Soon after its birth, the MTV network tried to branch out with "Remote Control," a hipper than hip game show. Contestants were quizzed on media trivia including a category called, "Alive or dead?" The goal was to guess the current status of pop-culture icons.
One day in 1988 the name "Ann B. Davis" popped up on the screen. Hitting the buzzer, a contestant shouted, "Dead!"
With a classic double take, Davis shouted, "I am not!" at the den television in the 26-room redstone house she shared with a dozen or more other Christians in Denver's Capitol Hill neighborhood.
Wrong, said the host. The actress -- who achieved media immortality as Alice, the wisecracking housekeeper on The Brady Bunch" -- was now a nun, living in Colorado.
"I am not a nun," shouted Davis, with a dramatic pout.
The confusion was understandable and Davis knew it. It was hard for outsiders to grasp the spiritual changes that caused this tough-willed and very private women to put her career on the back burner and, in 1976, join a commune of evangelical Episcopalians, led by Colorado Bishop William C. Frey and his wife, Barbara. She stayed with the household as it moved to an Anglican seminary in Western Pennsylvania steel country and, finally, to the outskirts of San Antonio, Texas, where she died last Sunday (June 1) at age 88.
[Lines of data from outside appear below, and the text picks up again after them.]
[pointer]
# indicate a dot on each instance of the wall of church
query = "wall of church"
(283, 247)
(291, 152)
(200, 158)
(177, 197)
As the years passed, she opened up and shared her story with religious groups using the title, "Where I am, where I was and how I got from there to here." I came to know her while reporting for The Rocky Mountain News and through a close friendship with one of the bishop's sons, when we attended the same parish. That meant spending time (an awkward journalistic situation, with guidelines cleared by editors) in the bishop's house and, of course, meeting the woman many called "Ann B."